ヘルスケア&介護・看護・リハビリ業界の応援メディア
特集・コラム 2023-07-21

作業療法士が離職を考える理由|やめてよかったと思える転職にするためにやるべきことも紹介

作業療法士になるまでの道のりは、決して楽なものではありません。しかし、さまざまな要因で離職する人もいます。

この記事では、作業療法士が離職を考える理由や転職先、転職を後悔しないためのポイントなどを紹介します。

作業療法士が退職や転職を考える理由

どんな仕事も、やりがいや楽しさばかりを感じられるわけではありません。資格を取得するまでに苦労したであろう作業療法士であっても、やめたいと感じてしまう人がいます。

作業療法士がやめたいと考えるおもな理由は、人間関係・仕事内容に対するギャップ・疲労・給与や待遇への不満などです。一つずつ詳しく見ていきましょう。

人間関係の悩み|患者や職場の人

作業療法士は、患者やその家族と接するだけでなく、医師や看護師、理学療法士などさまざまな職種の人と、密なやりとりが欠かせません。そのため、うまく関係性が築けなかったり意見が対立してしまったりといった、人間関係の悩みを抱えることがあります。

周囲にとらわれず一人で黙々と業務をこなすことができない仕事でもあるため、ストレスを感じてやめたくなってしまう人がいます。

仕事内容への悩み

作業療法士は、身体機能の向上を目指したリハビリだけでなく、趣味や遊びなど人々にとって価値のある生活行為をサポートするのも仕事です。

しかし同じ疾患であっても、回復期と急性期の患者では一人に費やせる時間やおこなう作業療法にも違いがあります。やりたいと思っていた業務ができず、理想と現実との違いに悩む人もいるようです。

多忙による疲労

職場によって忙しさや時間的余裕、業務範囲には違いがあります。

多忙な職場では、勤務時間内はすべて患者の対応に追われ、事務作業やカンファレンスの準備などは時間外しかできないところがあります。

ほかにも、休みを返上して勉強会や研修に参加しなければならないケースや、人手不足でほかの人の仕事も担当せざるをえない職場など、多忙の原因はさまざまです。
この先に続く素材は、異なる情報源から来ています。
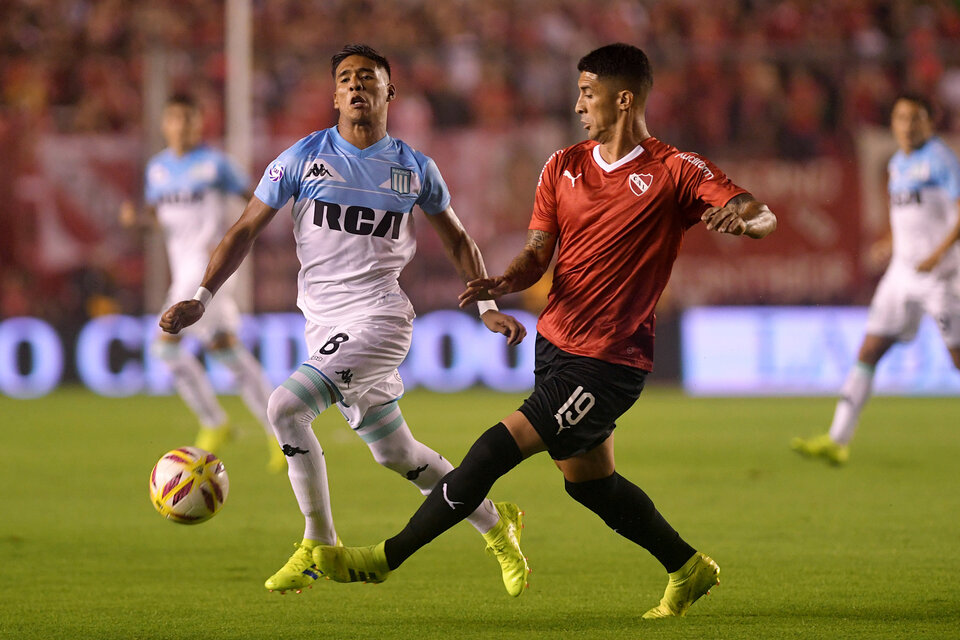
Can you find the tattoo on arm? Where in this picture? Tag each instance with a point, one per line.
(536, 239)
(530, 265)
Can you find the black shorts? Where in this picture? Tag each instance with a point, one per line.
(576, 400)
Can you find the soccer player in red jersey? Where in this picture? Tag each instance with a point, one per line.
(614, 209)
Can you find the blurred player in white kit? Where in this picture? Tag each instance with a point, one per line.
(924, 271)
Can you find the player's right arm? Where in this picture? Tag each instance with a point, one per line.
(534, 259)
(226, 259)
(280, 182)
(130, 218)
(524, 271)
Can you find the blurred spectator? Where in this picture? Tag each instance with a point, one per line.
(781, 78)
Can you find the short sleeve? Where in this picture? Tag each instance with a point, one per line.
(700, 185)
(281, 178)
(948, 173)
(434, 194)
(229, 176)
(544, 216)
(151, 191)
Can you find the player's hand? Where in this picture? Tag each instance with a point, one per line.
(484, 289)
(128, 214)
(928, 265)
(181, 315)
(724, 220)
(507, 325)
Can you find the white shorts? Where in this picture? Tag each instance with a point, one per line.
(360, 359)
(221, 316)
(903, 296)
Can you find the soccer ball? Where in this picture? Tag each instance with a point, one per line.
(188, 485)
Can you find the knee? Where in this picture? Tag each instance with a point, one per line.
(589, 492)
(284, 407)
(955, 355)
(389, 455)
(494, 450)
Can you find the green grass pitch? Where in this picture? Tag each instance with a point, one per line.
(805, 550)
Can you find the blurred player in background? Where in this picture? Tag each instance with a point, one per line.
(186, 189)
(614, 208)
(924, 271)
(354, 189)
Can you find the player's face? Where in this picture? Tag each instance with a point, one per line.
(910, 124)
(181, 126)
(598, 106)
(362, 90)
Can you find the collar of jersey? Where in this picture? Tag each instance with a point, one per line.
(603, 164)
(346, 147)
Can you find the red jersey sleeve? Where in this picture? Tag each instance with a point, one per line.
(700, 185)
(545, 201)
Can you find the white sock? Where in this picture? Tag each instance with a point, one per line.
(254, 388)
(393, 445)
(853, 396)
(192, 383)
(291, 409)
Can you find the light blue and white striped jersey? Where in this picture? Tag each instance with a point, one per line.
(924, 189)
(353, 220)
(189, 192)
忙しさのあまり疲弊してしまい、退職や転職を考える人もいます。

給与や待遇への不満

作業療法士の給与は、ほかの医療職に比べて低く設定されていることがあり、不満を持つ人もいます。

また、職場によっては勤務年数を重ねてもそれほど昇給しなかったり、福利厚生が充分に整備されていなかったりといった理由で働きづらさを感じてしまう人もいるようです。

やめたいと思ったときはどうしたらいい?

やめたいと思ったとき、具体的には何をしたらいいのでしょうか。とっさの判断でそのままやめてしまうと後悔する可能性があるため、まずは現状を具体的に把握したうえで、今後を考えることが大切です。

悩みや問題と向き合う

自分の悩みや職場での問題と向き合うことで、解決策が見つかる可能性があります。

たとえば治療に関することであれば、勉強会などを通じて意見交換などをおこなうことで、相手の意見を受け入れることができたり、こちらの意見を理解してもらったりすることができるかもしれません。解決のために、自分から歩み寄ることも大切です。

離職を考える

どんな仕事でもストレスは少なからず感じるものですが、我慢し続けていると心身に支障をきたして働けなくなってしまう恐れがあります。
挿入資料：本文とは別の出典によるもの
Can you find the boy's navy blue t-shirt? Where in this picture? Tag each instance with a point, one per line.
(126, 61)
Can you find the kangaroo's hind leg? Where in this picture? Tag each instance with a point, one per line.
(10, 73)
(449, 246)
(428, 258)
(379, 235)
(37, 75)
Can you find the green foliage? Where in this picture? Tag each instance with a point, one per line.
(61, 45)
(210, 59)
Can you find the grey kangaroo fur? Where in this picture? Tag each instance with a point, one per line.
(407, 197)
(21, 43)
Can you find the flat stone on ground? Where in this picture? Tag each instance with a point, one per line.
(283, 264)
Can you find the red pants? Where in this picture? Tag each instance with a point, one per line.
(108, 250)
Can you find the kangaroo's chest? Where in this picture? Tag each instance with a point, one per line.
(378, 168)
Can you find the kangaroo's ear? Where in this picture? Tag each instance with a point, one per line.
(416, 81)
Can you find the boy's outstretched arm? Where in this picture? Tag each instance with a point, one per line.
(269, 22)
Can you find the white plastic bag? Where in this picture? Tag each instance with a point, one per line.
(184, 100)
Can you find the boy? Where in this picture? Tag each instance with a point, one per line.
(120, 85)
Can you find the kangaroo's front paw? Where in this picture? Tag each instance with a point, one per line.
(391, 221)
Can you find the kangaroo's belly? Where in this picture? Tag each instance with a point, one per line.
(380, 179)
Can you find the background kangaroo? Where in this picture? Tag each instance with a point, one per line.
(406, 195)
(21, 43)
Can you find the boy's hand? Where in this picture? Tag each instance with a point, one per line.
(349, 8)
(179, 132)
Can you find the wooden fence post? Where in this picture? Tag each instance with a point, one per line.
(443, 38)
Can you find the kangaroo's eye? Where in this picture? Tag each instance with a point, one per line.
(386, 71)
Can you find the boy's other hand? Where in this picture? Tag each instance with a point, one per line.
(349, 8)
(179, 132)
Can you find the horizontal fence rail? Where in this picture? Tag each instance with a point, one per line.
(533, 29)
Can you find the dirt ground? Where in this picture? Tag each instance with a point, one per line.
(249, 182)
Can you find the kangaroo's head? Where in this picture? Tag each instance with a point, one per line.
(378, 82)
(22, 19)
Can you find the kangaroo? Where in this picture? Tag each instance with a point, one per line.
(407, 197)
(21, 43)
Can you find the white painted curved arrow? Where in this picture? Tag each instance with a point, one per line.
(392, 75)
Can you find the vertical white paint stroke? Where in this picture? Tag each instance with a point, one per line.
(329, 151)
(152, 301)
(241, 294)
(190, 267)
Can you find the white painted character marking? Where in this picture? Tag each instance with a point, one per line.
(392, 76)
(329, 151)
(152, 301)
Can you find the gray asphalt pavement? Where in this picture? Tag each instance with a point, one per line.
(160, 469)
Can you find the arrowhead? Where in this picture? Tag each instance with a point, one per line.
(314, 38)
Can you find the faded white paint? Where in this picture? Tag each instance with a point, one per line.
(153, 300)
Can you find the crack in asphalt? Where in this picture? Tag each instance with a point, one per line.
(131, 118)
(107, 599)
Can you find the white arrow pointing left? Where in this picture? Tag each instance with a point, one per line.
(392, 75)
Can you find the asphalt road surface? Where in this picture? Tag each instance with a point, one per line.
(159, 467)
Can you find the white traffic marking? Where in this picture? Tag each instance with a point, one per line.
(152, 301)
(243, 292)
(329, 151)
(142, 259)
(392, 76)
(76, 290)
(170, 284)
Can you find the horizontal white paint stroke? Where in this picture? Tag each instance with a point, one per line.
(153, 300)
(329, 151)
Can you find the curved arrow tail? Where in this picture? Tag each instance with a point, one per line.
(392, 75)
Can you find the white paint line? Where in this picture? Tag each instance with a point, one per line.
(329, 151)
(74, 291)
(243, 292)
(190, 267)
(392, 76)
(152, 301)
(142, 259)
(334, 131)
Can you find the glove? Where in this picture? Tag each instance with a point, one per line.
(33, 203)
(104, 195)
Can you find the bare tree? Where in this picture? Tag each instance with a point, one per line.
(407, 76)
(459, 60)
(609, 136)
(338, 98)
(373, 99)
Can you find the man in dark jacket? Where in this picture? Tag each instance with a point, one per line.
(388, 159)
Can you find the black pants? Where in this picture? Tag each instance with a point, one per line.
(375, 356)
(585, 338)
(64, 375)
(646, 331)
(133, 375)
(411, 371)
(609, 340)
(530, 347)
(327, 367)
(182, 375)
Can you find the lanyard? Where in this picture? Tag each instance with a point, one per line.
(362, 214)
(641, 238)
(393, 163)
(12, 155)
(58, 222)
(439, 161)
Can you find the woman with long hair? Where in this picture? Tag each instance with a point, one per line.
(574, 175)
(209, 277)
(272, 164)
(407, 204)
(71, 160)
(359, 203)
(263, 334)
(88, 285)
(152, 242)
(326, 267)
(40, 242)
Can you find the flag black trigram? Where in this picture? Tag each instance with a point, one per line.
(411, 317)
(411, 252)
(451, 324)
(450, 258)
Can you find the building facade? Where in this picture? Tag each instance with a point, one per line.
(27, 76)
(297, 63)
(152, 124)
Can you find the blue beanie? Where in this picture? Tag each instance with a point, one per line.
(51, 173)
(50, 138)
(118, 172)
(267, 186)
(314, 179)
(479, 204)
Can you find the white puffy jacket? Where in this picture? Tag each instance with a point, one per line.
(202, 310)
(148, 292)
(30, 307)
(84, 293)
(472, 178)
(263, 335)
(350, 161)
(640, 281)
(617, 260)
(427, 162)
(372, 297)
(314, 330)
自分ではどうしようもない場合や、今の職場での解決が難しいのであれば、退職や転職を考えてもよいでしょう。

やめたあとの道はどんなものがある?

職場を退職したあと、どんな道に進んだらよいのか悩むこともあるかもしれません。実際にやめた人はどういった進路を選んでいるのか、作業療法士を続ける場合の選択肢とあわせて紹介します。

作業療法士として別の職場への転職

職場環境や人間関係に悩んでいる人のなかには、別の病院や施設で同じ作業療法士として働く人もいます。作業療法士は、病院やクリニック、介護や福祉施設などさまざまな場所で活躍できるため、やめたあとも同じ業界で働く人も少なくありません。
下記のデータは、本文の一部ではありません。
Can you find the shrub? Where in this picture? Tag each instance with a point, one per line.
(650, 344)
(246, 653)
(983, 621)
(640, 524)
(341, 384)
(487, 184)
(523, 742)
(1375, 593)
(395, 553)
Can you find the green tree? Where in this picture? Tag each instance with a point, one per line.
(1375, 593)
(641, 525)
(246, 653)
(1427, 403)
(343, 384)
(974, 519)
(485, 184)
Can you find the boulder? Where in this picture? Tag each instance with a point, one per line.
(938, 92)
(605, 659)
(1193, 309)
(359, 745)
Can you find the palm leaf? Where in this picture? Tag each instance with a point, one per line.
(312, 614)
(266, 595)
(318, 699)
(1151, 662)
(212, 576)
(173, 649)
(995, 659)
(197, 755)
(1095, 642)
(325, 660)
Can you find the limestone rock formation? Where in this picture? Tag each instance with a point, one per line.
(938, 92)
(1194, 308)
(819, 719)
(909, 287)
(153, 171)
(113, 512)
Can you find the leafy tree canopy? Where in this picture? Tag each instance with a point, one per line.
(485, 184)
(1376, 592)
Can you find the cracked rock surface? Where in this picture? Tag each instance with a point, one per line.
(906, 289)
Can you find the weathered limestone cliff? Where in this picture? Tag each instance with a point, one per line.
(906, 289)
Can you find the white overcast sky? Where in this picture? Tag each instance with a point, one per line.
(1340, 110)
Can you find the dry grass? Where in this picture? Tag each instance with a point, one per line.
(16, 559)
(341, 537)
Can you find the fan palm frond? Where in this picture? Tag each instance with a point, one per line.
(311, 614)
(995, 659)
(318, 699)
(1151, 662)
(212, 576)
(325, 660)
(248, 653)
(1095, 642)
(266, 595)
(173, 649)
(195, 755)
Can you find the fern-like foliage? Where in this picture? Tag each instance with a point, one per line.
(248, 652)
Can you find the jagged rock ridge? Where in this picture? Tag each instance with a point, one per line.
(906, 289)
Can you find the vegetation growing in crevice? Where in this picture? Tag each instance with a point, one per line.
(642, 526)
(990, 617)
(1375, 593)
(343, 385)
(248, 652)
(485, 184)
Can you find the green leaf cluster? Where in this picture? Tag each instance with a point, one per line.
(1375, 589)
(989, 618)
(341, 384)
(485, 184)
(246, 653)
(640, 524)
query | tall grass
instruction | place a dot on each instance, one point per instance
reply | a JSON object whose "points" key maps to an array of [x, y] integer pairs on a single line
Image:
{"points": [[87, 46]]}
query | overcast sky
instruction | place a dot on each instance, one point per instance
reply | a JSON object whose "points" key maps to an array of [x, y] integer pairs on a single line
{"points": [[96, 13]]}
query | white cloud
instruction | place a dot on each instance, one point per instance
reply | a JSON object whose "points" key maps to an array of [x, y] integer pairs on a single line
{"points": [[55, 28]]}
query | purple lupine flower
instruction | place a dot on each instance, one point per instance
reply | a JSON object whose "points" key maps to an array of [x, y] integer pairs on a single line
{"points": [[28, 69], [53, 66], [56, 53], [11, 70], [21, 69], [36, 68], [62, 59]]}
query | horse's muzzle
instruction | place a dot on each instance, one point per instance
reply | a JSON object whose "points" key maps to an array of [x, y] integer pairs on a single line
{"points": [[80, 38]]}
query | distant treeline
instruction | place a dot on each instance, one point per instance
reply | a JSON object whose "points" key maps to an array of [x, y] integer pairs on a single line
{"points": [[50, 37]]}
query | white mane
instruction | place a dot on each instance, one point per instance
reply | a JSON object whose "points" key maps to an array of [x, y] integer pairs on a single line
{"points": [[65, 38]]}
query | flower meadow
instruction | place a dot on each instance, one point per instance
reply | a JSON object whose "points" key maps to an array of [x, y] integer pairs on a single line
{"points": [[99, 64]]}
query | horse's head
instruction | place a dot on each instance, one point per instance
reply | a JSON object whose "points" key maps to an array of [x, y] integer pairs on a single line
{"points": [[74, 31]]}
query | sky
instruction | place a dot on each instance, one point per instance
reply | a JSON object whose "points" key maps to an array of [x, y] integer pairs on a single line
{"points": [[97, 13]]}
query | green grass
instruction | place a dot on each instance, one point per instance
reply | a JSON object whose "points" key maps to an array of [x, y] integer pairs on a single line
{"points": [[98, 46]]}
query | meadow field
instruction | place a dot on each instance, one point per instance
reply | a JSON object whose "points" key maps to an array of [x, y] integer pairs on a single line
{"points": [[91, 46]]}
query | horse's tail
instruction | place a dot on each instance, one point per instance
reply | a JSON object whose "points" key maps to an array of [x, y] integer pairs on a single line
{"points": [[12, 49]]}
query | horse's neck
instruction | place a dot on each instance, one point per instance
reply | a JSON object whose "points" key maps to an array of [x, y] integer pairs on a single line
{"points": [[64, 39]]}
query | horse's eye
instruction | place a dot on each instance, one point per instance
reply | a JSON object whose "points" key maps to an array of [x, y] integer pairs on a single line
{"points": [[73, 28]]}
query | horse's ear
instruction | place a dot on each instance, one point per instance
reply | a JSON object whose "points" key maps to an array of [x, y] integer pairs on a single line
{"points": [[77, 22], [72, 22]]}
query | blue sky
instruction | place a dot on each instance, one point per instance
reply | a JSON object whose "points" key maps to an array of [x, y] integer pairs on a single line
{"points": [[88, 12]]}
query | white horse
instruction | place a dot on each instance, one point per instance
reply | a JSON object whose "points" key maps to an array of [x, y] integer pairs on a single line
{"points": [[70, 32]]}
リハビリをおこなう分野や対象の障害領域を変える方法も

リハビリは急性期・回復期・維持期・終末期の各分野でおこなわれます。患者によって疾患も異なるため、これまでとは違う分野に従事することでキャリアアップやスキルアップを目指すという選択肢もあります。

また、身体・精神・老年期・発達といった4つの障害領域から、これまでと違ったアプローチができる領域に対象を変えてみるという道も。

自分の得意なことや患者に提供したいものは何か、よく考えてみるとよいでしょう。

作業療法士の経験が活かせる職場への転職

患者に対する作業療法から離れて、別の業界への転職をする人もいます。のちほど詳しく紹介しますが、これまでの経験や知識を活かせるような一般企業やフィットネスジムなどです。

新たに資格を取得する

作業療法士として働いているうちに、同じ職場で携わったほかの医療資格者に憧れを抱くことも珍しくありません。

そういった人のなかには、退職してすぐに次の仕事を始めるのではなく、新たな資格の取得を目指す人も。とくに多いのは看護師や社会福祉士で、退職後、大学や養成校に入学し勉学に励んでいます。

作業療法士の知識や経験が活かせる転職先

医療機関以外で、作業療法士の知識や経験が活かせる転職先を紹介します。

医療機器や福祉器具を扱う企業

医療機器や福祉器具を扱う企業は、作業療法士としての経験や知識が活かせる場面があります。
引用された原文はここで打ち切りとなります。